# what the hell?



## JohnnyReb (Jul 3, 2006)

my butts came out tough

i pulled em at 190 and they wouldnt pull for hel;

i currrently have them in the crock pot for tomorrow, they have a nice smokey flavor but i feel so violated by resorting to such infedel practices


----------



## WalterSC (Jul 3, 2006)

crazyhorse said:
			
		

> my butts came out tough
> 
> i pulled em at 190 and they wouldnt pull for hel;
> 
> i currrently have them in the crock pot for tomorrow, they have a nice smokey flavor but i feel so violated by resorting to such infedel practices



Exactally how did you do them ??


----------



## JohnnyReb (Jul 3, 2006)

i cooked em at 220, a couple times the temp spiked to 300 

but should that make a difference?


used an instant read therm and pulled them at 190 and the butts were no where near pulling material

i have them in the sacriligious crock pot now as we speak, im gonna lose so much credibility for that statement  #-o  #-o 

i have done pulled pork before and it is in by no way hard, but how did i screw this up?


----------



## WalterSC (Jul 3, 2006)

crazyhorse said:
			
		

> i cooked em at 220, a couple times the temp spiked to 300
> 
> but should that make a difference?
> 
> ...


----------



## Finney (Jul 4, 2006)

Crazyhorse, I've had a butt do me that way recently.  Meat therm said it was at 200* but the meat just 'felt' tight.  It never 'broke'.  I just chaulked it up to being a bad butt.  It had a lot of 'white'/ lean meat in it.
I just pulled it into shorter pieces than normal and sauced it up with a lite vinegar sauce and served it up.  (nothing else I could do)  It tasted great to everyone that eat it.  :dunno:


----------



## Nick Prochilo (Jul 4, 2006)

Crazyhorse, is your instant read reading right? Check the thermometer.


----------



## LarryWolfe (Jul 4, 2006)

First thing I'd check is the thermometers, both the pit and the meat thermometers.  Did you check the temp in different spots of the butt?  Could you have possibly had the therm on the bone?  Those are some variables, but like Finney said you may have just had a bad or very lean butt.  I've had one bad butt.  It was a boneless from Costco, but it was the opposite of yours.  This was was very greasy and had big veins inside of it.


----------



## Pigs On The Wing BBQ (Jul 4, 2006)

The only WAG I can come up with is the butt never got up to temp. 190 is a little low in my book. I polk them with my finger, If they shake like Jello, There done. Just anouther reason why a thermometer can get you into trouble. :!:


----------



## Guest (Jul 4, 2006)

Pigs On The Wing BBQ said:
			
		

> The only WAG I can come up with is the butt never got up to temp. 190 is a little low in my book. I polk them with my finger, If they shake like Jello, There done. *Just anouther reason why a thermometer can get you into trouble.* :!:


----------



## Bill The Grill Guy (Jul 4, 2006)

I pull at 205* and let rest for a while before pullng.


----------



## JohnnyReb (Jul 4, 2006)

i usually pull off at 205* but i was rushin it  8-[ 

from now on i will pull no swine before its time


----------



## john pen (Jul 4, 2006)

I pull at 195....then foil and rest at least a couple hours..haven't had a problem yet, but like others have said, might have been a nasty ole' butt...


----------



## Guest (Jul 4, 2006)

JamesB said:
			
		

> Just to add to what the others have said... It wouldn't hurt a bit to raise the pit temp a bit too... I prefer to cook butts at ~ 250° at 220° (as my friend Bigwheel would say) your just warming them to death...
> 
> James.


Well, I hate to disagree with the "Wheel", and you too, James, butt, I get my best results by warming it to death.  220º works great for me even though it takes 20 hours +/- to cook 7.5 pounders.

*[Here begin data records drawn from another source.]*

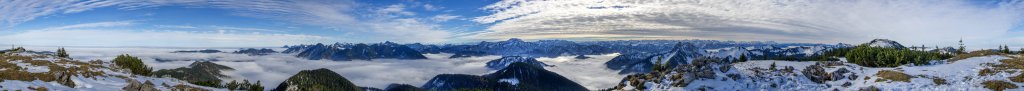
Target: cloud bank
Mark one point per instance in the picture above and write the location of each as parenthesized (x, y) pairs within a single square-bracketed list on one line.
[(345, 17), (915, 21), (273, 69)]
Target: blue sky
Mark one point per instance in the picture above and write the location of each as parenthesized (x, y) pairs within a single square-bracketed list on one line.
[(275, 23)]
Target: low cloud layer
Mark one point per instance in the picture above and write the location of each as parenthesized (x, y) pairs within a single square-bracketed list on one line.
[(914, 21), (273, 69)]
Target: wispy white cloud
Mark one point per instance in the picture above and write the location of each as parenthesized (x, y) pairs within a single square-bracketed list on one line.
[(243, 29), (431, 7), (273, 69), (915, 21), (395, 9), (444, 17), (155, 38), (175, 27), (338, 14), (94, 25), (17, 11)]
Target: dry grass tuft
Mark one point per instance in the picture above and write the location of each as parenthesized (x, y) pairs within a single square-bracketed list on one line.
[(892, 76), (975, 54), (998, 85)]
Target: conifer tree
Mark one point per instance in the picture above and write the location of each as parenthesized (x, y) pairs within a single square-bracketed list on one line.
[(1006, 49), (62, 53), (962, 48), (233, 85), (742, 57)]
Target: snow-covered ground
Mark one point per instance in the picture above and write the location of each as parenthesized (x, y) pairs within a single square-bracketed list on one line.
[(591, 73), (960, 76)]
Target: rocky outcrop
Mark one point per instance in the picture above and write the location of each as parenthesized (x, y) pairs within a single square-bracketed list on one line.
[(817, 74), (65, 79), (316, 80)]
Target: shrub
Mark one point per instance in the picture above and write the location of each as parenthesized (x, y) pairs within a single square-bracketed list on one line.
[(132, 63), (890, 57), (998, 85), (893, 76), (975, 54), (62, 53)]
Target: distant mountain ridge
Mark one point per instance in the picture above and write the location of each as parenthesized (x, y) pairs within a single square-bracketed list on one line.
[(517, 77), (340, 51)]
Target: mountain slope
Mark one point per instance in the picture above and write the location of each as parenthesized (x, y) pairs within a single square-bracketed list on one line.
[(316, 80), (517, 77), (340, 51), (205, 73)]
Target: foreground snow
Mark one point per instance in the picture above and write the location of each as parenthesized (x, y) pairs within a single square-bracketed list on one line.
[(960, 76)]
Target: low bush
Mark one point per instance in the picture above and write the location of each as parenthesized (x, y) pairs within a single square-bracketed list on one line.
[(998, 85), (892, 76), (132, 63), (890, 57)]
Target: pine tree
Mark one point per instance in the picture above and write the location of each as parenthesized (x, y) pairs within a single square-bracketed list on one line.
[(657, 65), (962, 48), (742, 57), (62, 53), (1006, 49), (256, 87), (233, 85)]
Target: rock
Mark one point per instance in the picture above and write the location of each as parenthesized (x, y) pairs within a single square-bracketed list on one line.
[(839, 74), (871, 88), (816, 74), (725, 67), (65, 79)]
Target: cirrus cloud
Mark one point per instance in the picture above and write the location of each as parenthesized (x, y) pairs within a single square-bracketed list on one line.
[(915, 21)]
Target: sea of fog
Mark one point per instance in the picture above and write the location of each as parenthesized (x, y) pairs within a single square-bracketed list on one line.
[(273, 69)]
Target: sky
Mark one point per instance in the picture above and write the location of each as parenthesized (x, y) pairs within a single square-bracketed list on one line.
[(981, 24)]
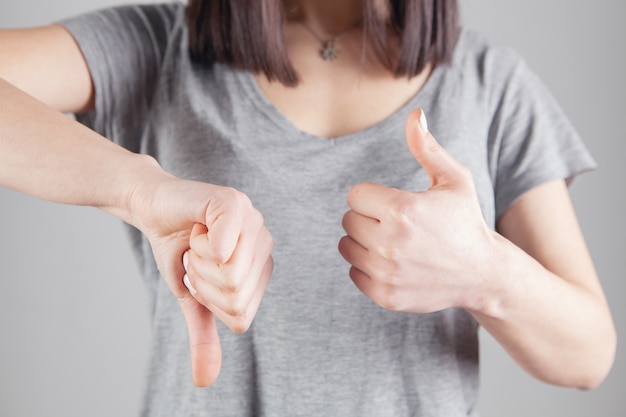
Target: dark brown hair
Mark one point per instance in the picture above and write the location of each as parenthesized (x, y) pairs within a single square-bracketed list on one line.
[(248, 34)]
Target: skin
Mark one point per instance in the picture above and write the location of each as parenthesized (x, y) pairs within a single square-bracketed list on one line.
[(215, 238)]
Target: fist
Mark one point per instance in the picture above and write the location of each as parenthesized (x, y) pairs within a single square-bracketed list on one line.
[(418, 252)]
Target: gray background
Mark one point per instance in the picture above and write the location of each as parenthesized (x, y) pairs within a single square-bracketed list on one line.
[(73, 315)]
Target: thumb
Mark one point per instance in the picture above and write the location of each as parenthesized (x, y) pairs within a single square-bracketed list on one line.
[(204, 342), (440, 166)]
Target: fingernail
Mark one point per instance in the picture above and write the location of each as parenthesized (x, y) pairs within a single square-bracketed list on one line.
[(186, 260), (423, 122), (187, 283)]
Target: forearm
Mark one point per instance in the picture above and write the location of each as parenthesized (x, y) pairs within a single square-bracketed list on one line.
[(46, 154), (557, 330)]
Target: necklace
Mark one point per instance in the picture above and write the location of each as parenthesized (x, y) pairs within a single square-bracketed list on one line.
[(328, 51)]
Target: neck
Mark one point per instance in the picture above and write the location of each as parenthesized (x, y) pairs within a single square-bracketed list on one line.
[(326, 17)]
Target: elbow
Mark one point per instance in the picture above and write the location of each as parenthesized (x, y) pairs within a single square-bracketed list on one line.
[(600, 366)]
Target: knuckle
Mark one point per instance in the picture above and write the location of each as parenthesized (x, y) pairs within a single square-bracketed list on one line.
[(390, 300), (240, 324), (402, 207)]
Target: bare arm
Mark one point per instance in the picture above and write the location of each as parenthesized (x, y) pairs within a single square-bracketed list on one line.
[(550, 311), (46, 154), (533, 286), (46, 63)]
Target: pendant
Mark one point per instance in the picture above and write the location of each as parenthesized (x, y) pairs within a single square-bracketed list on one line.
[(329, 52)]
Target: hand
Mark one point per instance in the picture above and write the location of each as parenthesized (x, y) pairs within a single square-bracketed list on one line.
[(212, 240), (419, 252)]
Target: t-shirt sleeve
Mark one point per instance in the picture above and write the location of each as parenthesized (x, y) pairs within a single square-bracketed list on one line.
[(124, 48), (532, 140)]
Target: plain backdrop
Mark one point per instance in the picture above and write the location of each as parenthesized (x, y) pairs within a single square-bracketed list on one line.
[(74, 327)]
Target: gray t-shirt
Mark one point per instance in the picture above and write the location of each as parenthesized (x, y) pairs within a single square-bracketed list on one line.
[(318, 346)]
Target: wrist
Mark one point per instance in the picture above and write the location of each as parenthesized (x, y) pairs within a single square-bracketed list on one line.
[(493, 285), (139, 180)]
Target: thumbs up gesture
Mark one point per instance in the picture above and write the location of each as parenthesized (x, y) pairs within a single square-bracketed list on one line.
[(419, 252)]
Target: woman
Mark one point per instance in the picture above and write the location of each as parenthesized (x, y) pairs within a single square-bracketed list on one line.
[(298, 136)]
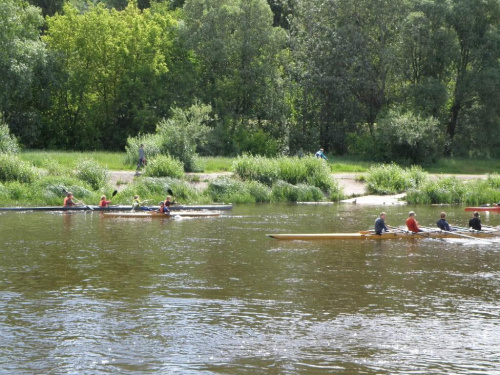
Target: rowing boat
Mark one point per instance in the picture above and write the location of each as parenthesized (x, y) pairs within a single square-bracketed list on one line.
[(483, 208), (367, 235), (217, 207), (159, 215)]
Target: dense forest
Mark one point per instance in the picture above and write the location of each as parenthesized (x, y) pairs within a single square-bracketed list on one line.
[(387, 79)]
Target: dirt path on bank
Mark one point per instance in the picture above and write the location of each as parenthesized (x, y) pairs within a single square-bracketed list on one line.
[(349, 182)]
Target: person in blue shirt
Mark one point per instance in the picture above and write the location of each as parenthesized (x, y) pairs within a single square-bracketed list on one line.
[(443, 224), (320, 154), (380, 224)]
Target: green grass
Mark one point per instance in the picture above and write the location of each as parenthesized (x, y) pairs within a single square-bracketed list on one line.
[(464, 166), (114, 161)]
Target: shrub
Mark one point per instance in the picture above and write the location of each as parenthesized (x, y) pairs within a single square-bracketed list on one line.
[(8, 143), (152, 147), (89, 171), (164, 166), (408, 136), (14, 169), (256, 168), (387, 179)]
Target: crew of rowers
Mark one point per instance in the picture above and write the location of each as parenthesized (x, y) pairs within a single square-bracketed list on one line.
[(412, 223), (70, 201)]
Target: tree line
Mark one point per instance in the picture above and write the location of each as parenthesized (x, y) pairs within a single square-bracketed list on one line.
[(388, 79)]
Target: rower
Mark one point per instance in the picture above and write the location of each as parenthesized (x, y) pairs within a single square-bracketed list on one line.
[(412, 224), (380, 224), (443, 224), (475, 222), (104, 202), (68, 201)]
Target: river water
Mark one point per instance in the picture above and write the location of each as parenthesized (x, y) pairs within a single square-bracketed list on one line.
[(84, 294)]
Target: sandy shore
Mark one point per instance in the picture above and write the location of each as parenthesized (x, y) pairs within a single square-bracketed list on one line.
[(349, 182)]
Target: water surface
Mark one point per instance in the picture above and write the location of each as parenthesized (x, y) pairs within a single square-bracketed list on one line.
[(83, 294)]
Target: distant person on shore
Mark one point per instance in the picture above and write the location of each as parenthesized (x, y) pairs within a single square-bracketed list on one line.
[(443, 224), (104, 202), (142, 159), (380, 224), (319, 154), (69, 200), (412, 224), (475, 222)]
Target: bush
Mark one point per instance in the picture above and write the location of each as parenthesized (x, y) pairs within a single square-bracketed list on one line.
[(89, 171), (14, 169), (152, 147), (257, 168), (164, 166), (408, 136), (387, 179), (8, 143), (294, 170)]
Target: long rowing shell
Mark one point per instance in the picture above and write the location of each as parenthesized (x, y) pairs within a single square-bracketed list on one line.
[(158, 215)]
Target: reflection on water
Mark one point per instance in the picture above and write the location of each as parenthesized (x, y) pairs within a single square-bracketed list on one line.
[(84, 294)]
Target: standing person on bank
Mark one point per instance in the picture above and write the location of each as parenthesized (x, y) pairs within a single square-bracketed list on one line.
[(320, 154), (412, 224), (475, 222), (443, 224), (380, 224)]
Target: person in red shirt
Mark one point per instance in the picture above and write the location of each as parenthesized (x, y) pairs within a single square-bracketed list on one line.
[(412, 224), (68, 201), (104, 202)]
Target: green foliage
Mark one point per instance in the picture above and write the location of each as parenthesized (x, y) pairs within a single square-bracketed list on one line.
[(285, 192), (293, 170), (14, 169), (392, 179), (177, 136), (8, 143), (164, 166), (408, 137), (183, 131), (92, 173)]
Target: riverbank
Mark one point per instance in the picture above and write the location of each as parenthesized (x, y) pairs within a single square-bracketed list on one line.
[(352, 184)]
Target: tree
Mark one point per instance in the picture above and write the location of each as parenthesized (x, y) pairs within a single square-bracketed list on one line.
[(112, 64), (238, 53), (23, 61)]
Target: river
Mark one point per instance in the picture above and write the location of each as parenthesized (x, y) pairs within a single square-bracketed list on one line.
[(85, 294)]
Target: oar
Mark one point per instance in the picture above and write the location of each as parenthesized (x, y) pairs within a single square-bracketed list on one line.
[(465, 236), (78, 201)]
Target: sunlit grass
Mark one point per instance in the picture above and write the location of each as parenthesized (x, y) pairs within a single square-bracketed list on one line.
[(68, 159)]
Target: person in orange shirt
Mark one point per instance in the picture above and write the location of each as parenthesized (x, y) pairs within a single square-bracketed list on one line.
[(412, 224)]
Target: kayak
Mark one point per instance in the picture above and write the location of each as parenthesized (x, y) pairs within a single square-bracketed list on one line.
[(158, 215), (218, 207), (367, 235), (483, 208)]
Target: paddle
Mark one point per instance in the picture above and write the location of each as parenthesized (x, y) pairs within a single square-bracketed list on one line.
[(78, 201), (465, 236)]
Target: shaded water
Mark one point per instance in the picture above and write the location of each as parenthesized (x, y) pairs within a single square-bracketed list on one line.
[(83, 294)]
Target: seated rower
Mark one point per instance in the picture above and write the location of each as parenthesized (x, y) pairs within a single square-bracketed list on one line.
[(443, 224), (104, 202), (136, 203), (68, 201), (475, 222), (412, 224), (380, 224)]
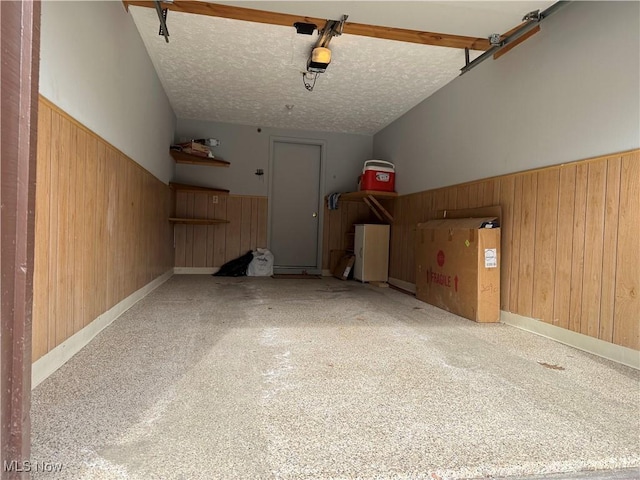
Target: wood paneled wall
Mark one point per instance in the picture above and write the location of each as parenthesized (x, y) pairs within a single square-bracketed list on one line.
[(101, 228), (570, 242), (338, 224), (213, 245)]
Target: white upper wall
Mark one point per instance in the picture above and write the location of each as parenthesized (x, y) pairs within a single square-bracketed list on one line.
[(95, 67), (570, 92), (248, 150)]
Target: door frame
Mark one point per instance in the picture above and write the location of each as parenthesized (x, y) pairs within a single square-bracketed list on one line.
[(273, 139)]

Oh, and I like 200 to 205º but I'll accept 195º for finished product.


----------



## cleglue (Jul 4, 2006)

john pen said:
			
		

> I pull at 195....then foil and rest at least a couple hours..haven't had a problem yet, but like others have said, might have been a nasty ole' butt...



I also do it this way.  I haven't had a problem with it pulling....YET...either...but only time will tell.


----------



## Guest (Jul 4, 2006)

bige1 said:
			
		

> Just remember our universal motto: *low and SLOW* ...........BIG"E"


"Yeah baby!!" in your best Dick Vitale impression.


----------



## ScottyDaQ (Jul 4, 2006)

The Joker said:
			
		

> bige1 said:
> 
> 
> 
> ...



I thought that was Austin Powers?  :grin:


----------



## Finney (Jul 4, 2006)

ScottyDaQ said:
			
		

> The Joker said:
> 
> 
> 
> ...


Different accent. #-o


----------



## Guest (Jul 4, 2006)

JamesB said:
			
		

> The Joker said:
> 
> 
> 
> ...


Well... LOL ~ just like Bigwheel starts all his posts... ~ I agree. It's all about what works for you.   I just wanted to throw my thought in the mix.


----------



## DATsBBQ (Jul 5, 2006)

I wait till they get to atleast 195, like 200 better and then rest for at least and hout. Always works for me.
Dave


----------



## wittdog (Jul 5, 2006)

brian j said:
			
		

> i still think you have a problem with your instant read.  did you ever check it?
> 
> whether it was cooked at 200 or 250 and whether it was brought up to 190 or 205 shouldn't matter all that much.  it should have still pulled about.


Not to cause any problems but....Ive pulled butts at 185*-190 and have had problems pulling them....I now wait to 195* and let them rest for a couple of hours foiled.....No longer any problems....


----------